I REACH THE ORCHARD, firmly blinking the tears from my eyes and wiping the kiss from my mouth. I’m such a mess, kissing the wrong character, falling for the wrong guy. Maybe Sally King was right, maybe you can fall in love in just a few days, if the person’s right, if you and they just fit together. For God’s sake, Violet, I tell myself, he’s from another reality, another universe, and you’re going home. The image of my body falling heavily against a rope flashes into my mind—in two days, I will hang. I push it away, blinking hard.
I turn the
se thoughts in my head again and again, briefly recalling the times when my worst fears were failing an exam or choking on another olive. I almost don’t notice how cold I’ve grown, how dark it’s become. Eventually, the clock chimes midnight.

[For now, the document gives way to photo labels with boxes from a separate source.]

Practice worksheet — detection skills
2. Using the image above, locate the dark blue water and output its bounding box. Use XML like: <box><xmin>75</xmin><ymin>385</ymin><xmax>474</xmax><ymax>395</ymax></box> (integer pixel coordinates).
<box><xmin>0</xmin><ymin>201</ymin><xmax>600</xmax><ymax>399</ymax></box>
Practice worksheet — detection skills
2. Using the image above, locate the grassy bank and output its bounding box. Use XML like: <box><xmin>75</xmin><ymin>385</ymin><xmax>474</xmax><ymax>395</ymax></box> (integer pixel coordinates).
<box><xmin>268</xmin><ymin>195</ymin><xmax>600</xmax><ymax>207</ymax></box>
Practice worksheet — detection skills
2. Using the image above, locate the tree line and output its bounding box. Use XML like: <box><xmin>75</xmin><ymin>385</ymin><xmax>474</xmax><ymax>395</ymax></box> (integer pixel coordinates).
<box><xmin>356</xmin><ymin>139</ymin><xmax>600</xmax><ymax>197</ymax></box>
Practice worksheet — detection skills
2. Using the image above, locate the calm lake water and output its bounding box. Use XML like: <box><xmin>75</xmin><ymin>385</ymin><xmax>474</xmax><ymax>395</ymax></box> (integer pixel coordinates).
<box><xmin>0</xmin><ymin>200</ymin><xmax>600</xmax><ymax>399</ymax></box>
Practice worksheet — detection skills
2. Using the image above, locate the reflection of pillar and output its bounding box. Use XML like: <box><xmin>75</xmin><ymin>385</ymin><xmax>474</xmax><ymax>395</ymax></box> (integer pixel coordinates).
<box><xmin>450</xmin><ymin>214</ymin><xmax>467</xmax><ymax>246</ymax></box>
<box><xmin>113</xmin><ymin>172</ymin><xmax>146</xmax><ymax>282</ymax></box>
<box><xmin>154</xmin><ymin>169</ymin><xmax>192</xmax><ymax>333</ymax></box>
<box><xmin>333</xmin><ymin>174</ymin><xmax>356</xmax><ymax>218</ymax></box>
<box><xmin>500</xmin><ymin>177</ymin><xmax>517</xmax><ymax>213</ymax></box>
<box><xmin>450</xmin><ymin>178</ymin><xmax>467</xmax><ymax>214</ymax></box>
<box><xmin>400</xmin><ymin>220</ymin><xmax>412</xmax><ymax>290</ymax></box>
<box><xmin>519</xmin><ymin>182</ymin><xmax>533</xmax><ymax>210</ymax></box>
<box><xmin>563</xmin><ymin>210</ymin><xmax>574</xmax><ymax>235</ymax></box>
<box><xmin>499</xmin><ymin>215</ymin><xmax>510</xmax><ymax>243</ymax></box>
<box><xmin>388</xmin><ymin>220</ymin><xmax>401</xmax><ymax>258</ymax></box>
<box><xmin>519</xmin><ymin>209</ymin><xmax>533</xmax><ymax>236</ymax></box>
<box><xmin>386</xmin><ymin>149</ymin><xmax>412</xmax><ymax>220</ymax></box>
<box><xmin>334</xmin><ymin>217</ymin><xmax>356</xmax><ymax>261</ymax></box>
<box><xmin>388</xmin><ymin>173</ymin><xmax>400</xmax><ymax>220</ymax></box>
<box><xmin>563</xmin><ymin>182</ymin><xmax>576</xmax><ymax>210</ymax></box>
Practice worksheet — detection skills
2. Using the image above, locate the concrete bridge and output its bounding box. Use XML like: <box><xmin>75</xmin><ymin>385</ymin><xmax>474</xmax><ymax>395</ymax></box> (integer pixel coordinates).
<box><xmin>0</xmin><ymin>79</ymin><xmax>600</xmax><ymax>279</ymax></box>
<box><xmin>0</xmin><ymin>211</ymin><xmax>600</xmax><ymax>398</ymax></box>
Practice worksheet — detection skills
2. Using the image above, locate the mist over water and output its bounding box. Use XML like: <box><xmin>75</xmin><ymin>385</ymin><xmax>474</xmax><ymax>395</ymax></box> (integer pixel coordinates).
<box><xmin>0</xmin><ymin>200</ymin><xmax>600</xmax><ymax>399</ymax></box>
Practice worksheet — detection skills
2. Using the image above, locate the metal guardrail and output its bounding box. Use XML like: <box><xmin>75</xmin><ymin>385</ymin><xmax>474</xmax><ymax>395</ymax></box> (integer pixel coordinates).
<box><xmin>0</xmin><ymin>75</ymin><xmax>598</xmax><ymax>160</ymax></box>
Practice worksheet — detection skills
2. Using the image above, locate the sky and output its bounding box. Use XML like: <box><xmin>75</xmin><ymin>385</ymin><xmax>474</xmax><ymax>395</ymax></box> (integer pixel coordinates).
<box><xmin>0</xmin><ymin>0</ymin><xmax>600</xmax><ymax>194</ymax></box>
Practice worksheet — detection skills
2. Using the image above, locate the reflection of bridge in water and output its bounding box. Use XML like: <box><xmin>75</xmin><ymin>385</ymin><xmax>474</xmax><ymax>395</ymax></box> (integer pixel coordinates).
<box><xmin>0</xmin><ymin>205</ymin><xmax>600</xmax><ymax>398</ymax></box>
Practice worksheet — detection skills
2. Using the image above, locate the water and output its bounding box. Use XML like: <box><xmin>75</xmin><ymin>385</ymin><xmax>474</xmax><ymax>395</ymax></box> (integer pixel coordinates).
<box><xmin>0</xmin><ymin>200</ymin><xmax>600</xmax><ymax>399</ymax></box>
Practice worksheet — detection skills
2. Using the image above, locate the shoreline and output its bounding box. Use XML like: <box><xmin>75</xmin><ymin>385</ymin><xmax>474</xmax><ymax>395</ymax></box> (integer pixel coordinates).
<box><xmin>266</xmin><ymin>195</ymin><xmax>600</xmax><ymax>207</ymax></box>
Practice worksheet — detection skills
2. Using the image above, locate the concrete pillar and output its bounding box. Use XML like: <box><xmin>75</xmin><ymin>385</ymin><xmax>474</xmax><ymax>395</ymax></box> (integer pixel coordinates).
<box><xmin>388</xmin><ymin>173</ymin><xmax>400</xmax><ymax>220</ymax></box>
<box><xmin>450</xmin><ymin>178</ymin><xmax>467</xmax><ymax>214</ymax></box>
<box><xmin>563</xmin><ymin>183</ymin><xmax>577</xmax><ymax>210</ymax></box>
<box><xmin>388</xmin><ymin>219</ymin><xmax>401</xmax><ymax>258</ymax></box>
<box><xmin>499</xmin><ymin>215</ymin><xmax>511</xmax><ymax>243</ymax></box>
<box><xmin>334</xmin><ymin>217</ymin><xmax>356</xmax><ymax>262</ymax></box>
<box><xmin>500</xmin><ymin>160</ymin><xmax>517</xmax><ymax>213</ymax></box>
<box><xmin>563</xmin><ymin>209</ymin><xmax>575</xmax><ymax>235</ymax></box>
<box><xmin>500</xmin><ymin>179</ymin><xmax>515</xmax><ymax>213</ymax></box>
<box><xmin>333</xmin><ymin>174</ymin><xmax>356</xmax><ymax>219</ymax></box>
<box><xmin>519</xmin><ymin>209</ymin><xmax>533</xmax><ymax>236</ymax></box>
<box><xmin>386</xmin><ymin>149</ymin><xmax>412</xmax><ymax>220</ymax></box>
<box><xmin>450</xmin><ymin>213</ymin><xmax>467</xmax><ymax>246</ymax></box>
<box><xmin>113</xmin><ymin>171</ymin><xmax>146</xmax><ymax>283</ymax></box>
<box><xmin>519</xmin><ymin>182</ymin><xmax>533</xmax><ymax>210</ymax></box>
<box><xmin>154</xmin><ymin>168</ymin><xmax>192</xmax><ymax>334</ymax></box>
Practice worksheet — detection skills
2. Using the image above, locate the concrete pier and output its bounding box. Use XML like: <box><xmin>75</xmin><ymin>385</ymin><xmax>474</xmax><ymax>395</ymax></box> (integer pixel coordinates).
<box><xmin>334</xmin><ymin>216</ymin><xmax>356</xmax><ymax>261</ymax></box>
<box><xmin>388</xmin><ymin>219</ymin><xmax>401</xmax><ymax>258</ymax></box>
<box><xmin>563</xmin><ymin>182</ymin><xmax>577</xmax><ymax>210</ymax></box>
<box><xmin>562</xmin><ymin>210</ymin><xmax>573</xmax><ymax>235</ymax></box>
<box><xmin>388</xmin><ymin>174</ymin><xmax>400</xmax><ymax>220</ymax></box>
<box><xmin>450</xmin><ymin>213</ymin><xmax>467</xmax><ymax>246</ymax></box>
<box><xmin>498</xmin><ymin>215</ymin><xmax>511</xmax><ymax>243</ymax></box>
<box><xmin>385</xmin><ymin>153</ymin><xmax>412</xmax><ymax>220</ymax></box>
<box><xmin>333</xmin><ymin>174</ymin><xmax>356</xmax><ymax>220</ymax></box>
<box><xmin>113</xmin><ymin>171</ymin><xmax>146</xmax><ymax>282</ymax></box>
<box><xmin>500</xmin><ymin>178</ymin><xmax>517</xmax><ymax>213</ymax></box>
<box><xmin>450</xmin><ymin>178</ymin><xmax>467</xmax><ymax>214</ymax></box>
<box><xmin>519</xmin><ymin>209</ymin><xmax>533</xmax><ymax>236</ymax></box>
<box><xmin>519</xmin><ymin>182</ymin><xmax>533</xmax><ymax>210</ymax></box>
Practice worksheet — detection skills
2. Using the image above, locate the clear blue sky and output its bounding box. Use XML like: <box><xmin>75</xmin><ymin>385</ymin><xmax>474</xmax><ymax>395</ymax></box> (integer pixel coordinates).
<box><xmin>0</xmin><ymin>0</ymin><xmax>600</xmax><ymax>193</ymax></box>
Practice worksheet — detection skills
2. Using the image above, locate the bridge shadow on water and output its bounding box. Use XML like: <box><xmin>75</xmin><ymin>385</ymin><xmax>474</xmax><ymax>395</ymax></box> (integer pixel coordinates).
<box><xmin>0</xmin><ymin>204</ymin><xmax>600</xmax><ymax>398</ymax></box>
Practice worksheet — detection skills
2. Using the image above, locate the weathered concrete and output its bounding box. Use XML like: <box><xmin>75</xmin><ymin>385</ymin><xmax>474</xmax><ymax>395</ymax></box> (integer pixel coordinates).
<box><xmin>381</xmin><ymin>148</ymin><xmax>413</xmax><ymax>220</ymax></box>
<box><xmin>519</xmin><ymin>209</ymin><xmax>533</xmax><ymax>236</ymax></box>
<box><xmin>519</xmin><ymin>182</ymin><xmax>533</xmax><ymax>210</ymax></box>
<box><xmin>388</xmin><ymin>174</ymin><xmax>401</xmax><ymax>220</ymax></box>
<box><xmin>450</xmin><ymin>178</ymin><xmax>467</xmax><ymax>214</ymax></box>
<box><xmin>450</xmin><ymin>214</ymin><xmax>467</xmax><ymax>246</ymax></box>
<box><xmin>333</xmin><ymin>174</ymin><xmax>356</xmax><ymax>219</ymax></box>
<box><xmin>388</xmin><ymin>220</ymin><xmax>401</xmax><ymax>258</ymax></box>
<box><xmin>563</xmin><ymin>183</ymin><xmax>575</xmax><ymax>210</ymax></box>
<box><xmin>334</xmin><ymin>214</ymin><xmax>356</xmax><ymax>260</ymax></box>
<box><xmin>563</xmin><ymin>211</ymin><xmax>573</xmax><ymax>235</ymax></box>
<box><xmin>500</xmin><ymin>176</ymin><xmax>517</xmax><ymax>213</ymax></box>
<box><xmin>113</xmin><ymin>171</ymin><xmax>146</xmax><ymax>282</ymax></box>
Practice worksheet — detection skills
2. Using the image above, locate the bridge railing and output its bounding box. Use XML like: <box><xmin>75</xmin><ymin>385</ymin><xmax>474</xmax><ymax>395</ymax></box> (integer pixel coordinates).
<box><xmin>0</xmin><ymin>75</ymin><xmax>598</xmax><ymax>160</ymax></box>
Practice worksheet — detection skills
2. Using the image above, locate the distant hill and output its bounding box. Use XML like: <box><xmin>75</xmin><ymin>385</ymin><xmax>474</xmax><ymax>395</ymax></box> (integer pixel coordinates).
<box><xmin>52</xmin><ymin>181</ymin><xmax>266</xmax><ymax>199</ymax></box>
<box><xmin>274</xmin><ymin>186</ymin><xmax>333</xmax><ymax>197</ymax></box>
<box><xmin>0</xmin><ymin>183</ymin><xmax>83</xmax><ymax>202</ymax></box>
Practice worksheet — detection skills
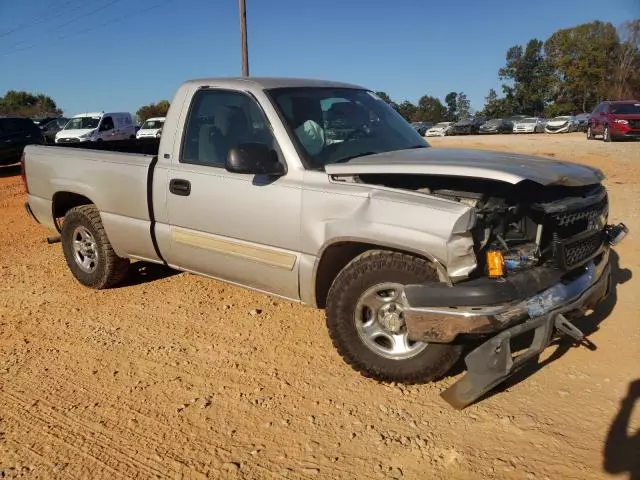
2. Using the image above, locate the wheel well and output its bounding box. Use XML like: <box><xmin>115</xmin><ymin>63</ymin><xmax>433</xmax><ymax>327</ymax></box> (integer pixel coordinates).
<box><xmin>52</xmin><ymin>192</ymin><xmax>93</xmax><ymax>219</ymax></box>
<box><xmin>315</xmin><ymin>242</ymin><xmax>431</xmax><ymax>308</ymax></box>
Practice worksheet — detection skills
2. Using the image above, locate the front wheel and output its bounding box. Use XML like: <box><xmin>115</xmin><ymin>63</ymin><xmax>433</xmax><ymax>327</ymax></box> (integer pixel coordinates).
<box><xmin>61</xmin><ymin>205</ymin><xmax>129</xmax><ymax>289</ymax></box>
<box><xmin>327</xmin><ymin>250</ymin><xmax>462</xmax><ymax>383</ymax></box>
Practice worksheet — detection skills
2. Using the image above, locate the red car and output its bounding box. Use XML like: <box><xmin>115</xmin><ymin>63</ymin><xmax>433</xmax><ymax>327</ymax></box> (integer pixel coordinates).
<box><xmin>587</xmin><ymin>100</ymin><xmax>640</xmax><ymax>142</ymax></box>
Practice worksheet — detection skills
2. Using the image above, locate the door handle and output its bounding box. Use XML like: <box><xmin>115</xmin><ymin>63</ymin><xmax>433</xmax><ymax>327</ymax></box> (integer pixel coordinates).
<box><xmin>169</xmin><ymin>178</ymin><xmax>191</xmax><ymax>197</ymax></box>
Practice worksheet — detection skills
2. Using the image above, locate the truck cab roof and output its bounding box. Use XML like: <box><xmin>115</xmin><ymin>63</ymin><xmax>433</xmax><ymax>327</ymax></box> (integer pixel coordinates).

The bottom of my stomach falls away.
Willow isn’t coming.
The most important scene yet, and Willow’s stood me up. It feels like my skin is missing. I’ve failed. For whatever reason, he doesn’t want me. Nate was right. I should have stuck to the script. I run through it all in my mind, the Gallows Ball, the kiss, the market.
Something clicks. The market. He’s embarrassed, of course. He failed to stand up for an Imp, an Imp clearly important to me. He let me down, and he knows it. I feel my heart rate slow. I just need to go to him, show him that it’s OK and get the canon back on track.
I push aside thoughts of Ash, thoughts of the noose tightening around my throat, thoughts of that truncated, floating body, and I feel a renewed sense of purpose. I take a huge mouthful of apple-scented air.
I run to the manor, loop around the back, and stare up the oak. Light spills from Willow’s window. He’s awake. I try chucking a few stones up, but the branches get in the way and I fail to draw his attention. There’s only one thing to do: I have to climb that stupid tree.
I recall Ash’s advice and slowly, steadily inch up the branches, never freeing more than one limb at a time, testing the boughs before I put my weight on them. I get numerous twigs in my face, leaves in my hair, and I graze my hand a couple of times on hidden shards of bark, but I make pretty good progress.
I near the top, never looking down, always looking up, anticipating the break in the leaves and the view of the stars, enjoying the wind in my face as the branches thin. And as I near Willow’s window, ready to reach out a trembling fist to rap on the pane, I actually have a massive grin plastered across my face. Me—Violet—climbing a monstrous tree, making a Gem fall in love with her. I feel invincible. I shimmy across a bough, fortunately strong enough to take my weight, and a little giggle escapes my mouth. The light from his window illuminates my hands as they splay before me. And finally, I pull my body upward so I look straight into his room.